We follow Johnny through his ascent to power, as the Senator’s son and as the nephew of someone called The Leader (you may recall him and his physical condition from Jose’s short story “Olvidon”); along the way he takes a wife, a series of mistresses and has children. In short, it’s the story of success, but there is something rotten at the core.

Johnny is one of those guys with an insatiable sexual need, and going at it five or six times a night is nothing unusual, so we’re told. His physical prowess, keen instincts and mind for organization are perhaps intended to recall Marcos at the peak of his powers, though Jose seems to prefer that Sunny Johnny stand in for the pitfalls of Filipino ambition in general. (Shades of Fitzgerald’s Great Gatsby in the book’s moral of reinvention and pushing ceaselessly against the tide of the past.)

Though the bare outlines of The Feet of Juan Bacnang may scan like a telenovela, this is Jose’s opportunity to offer his deepest mediations yet on what makes Filipinos succeed, and what sometimes leads them to fail. As our hero progresses, the details and layers of corruption are not laid bare to the light all at once, but rather casually revealed to the reader in glimpses, as one might glimpse an abscess or a scar beneath a sleeve or a skirt. This serves to conceal Johnny’s true transformation until the final section of the novel. Though Johnny is not drawn to the Catholic Church, he uses it as a repository for his accumulated sins. And the nature of sin, for Johnny, is a kind of scab that overtakes the body. As Jose reflects: “Although he admitted the sin, that admission became just one more plate, one more scale on his body armor. Soon came a time when sin or crime became not a moral condition, but just one of those social impediments to be avoided.”

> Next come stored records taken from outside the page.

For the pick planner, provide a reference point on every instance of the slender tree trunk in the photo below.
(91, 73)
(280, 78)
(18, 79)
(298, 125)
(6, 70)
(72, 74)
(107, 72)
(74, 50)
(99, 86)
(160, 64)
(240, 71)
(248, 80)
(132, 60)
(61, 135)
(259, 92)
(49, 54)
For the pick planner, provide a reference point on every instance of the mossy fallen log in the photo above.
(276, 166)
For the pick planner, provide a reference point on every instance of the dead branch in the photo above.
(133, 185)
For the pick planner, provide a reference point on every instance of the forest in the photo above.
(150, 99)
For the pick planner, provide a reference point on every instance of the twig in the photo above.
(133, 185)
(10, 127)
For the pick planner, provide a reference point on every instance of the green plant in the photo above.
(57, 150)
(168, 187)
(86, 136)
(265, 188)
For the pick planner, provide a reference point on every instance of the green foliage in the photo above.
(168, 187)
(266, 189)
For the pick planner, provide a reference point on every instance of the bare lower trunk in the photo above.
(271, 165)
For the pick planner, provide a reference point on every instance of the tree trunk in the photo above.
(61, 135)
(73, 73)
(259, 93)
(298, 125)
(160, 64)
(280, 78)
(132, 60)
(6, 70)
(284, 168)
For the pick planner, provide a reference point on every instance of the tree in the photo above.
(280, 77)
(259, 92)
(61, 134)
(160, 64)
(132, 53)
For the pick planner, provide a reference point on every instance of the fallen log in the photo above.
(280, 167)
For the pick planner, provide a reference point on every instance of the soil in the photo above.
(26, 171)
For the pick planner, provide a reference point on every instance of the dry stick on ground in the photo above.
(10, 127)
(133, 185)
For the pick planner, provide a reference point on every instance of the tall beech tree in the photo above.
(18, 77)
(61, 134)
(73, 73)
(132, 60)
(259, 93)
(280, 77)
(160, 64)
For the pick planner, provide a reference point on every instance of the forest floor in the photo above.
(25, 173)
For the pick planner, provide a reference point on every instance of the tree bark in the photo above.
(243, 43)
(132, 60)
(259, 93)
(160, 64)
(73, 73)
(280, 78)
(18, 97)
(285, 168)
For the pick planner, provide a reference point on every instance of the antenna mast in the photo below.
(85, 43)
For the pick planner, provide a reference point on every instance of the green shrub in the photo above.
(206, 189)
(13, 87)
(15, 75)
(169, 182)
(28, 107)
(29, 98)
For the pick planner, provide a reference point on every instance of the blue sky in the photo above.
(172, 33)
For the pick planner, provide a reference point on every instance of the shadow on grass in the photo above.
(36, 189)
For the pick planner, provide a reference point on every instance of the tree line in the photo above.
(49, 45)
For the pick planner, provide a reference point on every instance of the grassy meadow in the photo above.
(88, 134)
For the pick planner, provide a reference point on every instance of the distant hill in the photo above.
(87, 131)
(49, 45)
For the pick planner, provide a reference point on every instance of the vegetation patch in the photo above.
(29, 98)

At most, for the ambitious, sin is an inconvenience to be dealt with, concealed, or safely confessed away. And, like many other charming scoundrels in history or literature, patriotism (“For the nation!”) is the last refuge.

Similar to magic realism, The Feet of Juan Bacnang has us believing we’re reading about some mythical, allegorical land, when in fact all the the details are lifted straight from local life, all around us. Political opponents are shot en route to the tarmac; radio broadcasters are eliminated for talking too much; Jose even has Sunny Johnny pay a visit to a pesky but brutally honest journalist, Narciso A. Tured, who has been writing unkind things about The Leader. His goal is to turn Narciso (note the self-regarding name) away from scathing editorials to writing an “honest” biography of The Leader. The scene in a café between the two recalls the Grand Inquisitor segment of The Brothers Karamazov, with Johnny playing the devil’s advocate, trying to tempt Tured to put aside his ego and play on the winning team instead. The fact that Jose has written about such encounters in his own life — those in power trying to co-opt his very industrious pen in the past — doesn’t lessen the impact of the metaphor, especially as the pen itself has its own important cameo in the final pages of The Feet of Juan Bacnang.